N. 03286/2024 REG.RIC.
REPUBBLICA ITALIANA
IN NOME DEL POPOLO ITALIANO
Il Tribunale Amministrativo Regionale per il Lazio
(Sezione Quinta)
ha pronunciato la presente
SENTENZA
sul ricorso numero di registro generale 3286 del 2024, proposto da
RI IS ON, rappresentata e difesa dall'avvocato Nicola ON, con domicilio digitale come da PEC da Registri di Giustizia;
contro
Agea Agenzia per Le Erogazioni in Agricoltura, in persona del Direttore in carica, rappresentato e difeso dall'Avvocatura Generale dello Stato, domiciliataria ex lege in Roma, via dei Portoghesi, 12;
per l'annullamento
del rifiuto della resistente formatasi sulla richiesta di accesso agli atti e conseguente estrazione di copie - ex legge 241/90 s.m.i. - notificata in data 11/01/2024.

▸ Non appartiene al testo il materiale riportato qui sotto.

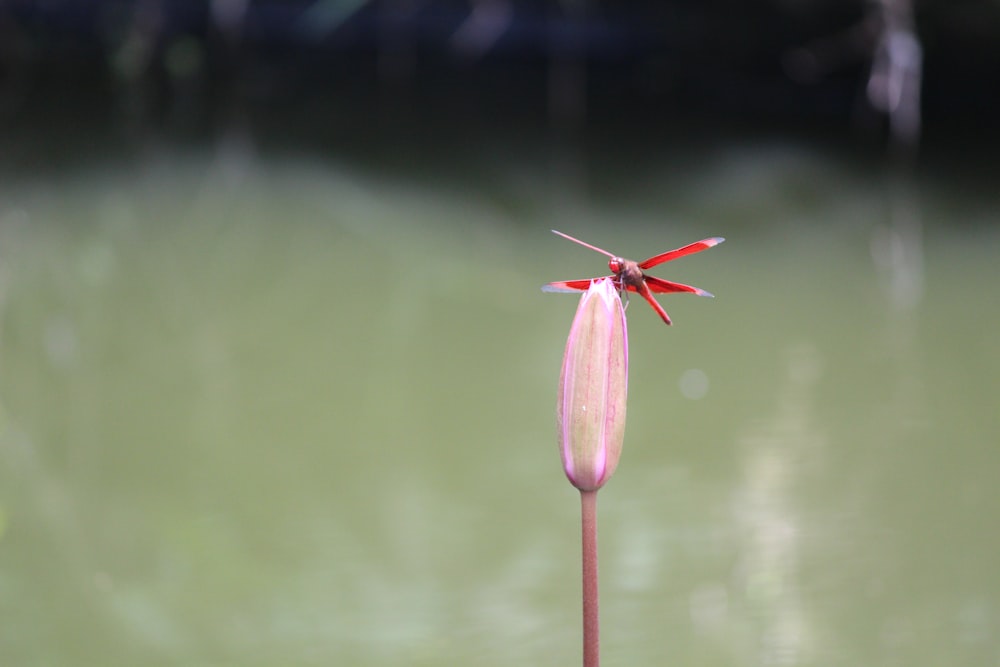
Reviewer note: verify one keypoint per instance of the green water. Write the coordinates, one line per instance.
(292, 411)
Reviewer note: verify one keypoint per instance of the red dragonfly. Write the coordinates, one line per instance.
(629, 276)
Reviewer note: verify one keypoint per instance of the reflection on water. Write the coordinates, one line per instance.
(294, 413)
(769, 573)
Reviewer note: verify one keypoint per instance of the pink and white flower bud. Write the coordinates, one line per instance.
(593, 387)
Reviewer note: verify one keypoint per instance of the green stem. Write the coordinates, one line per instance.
(591, 630)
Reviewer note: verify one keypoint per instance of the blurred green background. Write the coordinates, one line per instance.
(268, 402)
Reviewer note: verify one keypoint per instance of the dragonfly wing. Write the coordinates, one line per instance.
(569, 285)
(645, 294)
(689, 249)
(584, 244)
(661, 286)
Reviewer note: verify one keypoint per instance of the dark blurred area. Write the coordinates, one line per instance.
(347, 72)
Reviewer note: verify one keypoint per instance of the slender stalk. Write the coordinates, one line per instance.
(591, 629)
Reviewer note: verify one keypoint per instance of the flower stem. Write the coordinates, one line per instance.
(591, 630)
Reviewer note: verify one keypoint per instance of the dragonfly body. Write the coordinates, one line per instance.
(630, 276)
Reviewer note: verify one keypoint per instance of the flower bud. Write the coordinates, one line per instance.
(592, 388)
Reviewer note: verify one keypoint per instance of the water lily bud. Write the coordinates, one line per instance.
(593, 387)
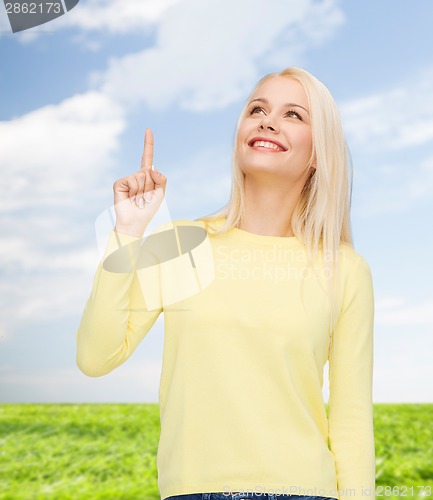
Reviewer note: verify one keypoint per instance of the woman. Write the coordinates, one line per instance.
(280, 290)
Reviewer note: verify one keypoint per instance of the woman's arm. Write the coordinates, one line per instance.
(116, 317)
(350, 406)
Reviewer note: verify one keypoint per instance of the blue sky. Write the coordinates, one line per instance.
(75, 97)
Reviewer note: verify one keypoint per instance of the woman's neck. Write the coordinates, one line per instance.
(269, 208)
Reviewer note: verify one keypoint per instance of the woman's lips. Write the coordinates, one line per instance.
(267, 145)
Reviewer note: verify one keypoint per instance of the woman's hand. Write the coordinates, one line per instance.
(138, 197)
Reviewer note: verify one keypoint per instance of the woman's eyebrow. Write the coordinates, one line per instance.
(289, 104)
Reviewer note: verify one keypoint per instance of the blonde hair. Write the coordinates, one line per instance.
(321, 219)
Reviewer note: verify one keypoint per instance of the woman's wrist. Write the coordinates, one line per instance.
(129, 231)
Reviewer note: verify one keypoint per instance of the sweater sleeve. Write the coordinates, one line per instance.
(116, 317)
(350, 405)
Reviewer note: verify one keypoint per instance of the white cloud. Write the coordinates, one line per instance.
(49, 154)
(116, 16)
(395, 119)
(101, 16)
(136, 382)
(55, 161)
(395, 311)
(208, 54)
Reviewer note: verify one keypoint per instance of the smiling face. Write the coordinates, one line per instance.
(274, 134)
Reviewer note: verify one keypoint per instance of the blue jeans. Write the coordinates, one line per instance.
(244, 496)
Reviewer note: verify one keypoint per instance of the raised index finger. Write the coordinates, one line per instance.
(147, 158)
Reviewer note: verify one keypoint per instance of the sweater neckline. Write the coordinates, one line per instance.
(242, 234)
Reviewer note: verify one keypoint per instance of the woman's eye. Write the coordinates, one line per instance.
(294, 114)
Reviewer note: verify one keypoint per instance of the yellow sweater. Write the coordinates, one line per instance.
(245, 343)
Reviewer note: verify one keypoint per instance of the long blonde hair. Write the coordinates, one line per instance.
(321, 219)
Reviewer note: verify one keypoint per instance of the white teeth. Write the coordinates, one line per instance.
(265, 144)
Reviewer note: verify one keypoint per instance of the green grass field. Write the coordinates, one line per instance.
(108, 451)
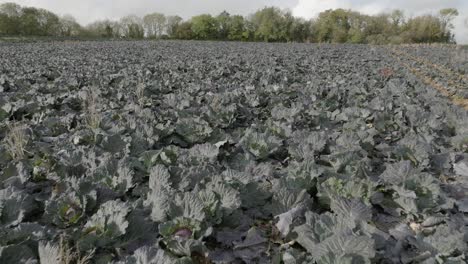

Visti il ricorso e i relativi allegati;
Visto l'atto di costituzione in giudizio di Agea Agenzia per Le Erogazioni in Agricoltura;
Visti tutti gli atti della causa;
Relatore nella camera di consiglio del giorno 16 aprile 2025 la dott.ssa Virginia Arata e uditi per le parti i difensori come specificato nel verbale;
Ritenuto e considerato in fatto e diritto quanto segue.
FATTO e DIRITTO
Con ricorso depositato il 25 marzo 2024 e ritualmente notificato l’odierna ricorrente ha domandato l'annullamento del rifiuto della resistente formatasi sulla richiesta di accesso agli atti e conseguente estrazione di copie - ex legge 241/90 s.m.i. - notificata in data 11/01/2024 avente ad oggetto la documentazione relativa al D.I. emesso dal Tribunale di Napoli e recante il n. 2081/1994 nonché della documentazione posta dalla resistente a fondamento dell’ordinanza – ingiunzione n. 7155/2008 del 22.12.2008.
Si è costituita in giudizio l’Amministrazione depositando la documentazione volta a comprovare l’avvenuta risposta all’istanza di accesso, con conseguente declaratoria di cessazione della materia del contendere.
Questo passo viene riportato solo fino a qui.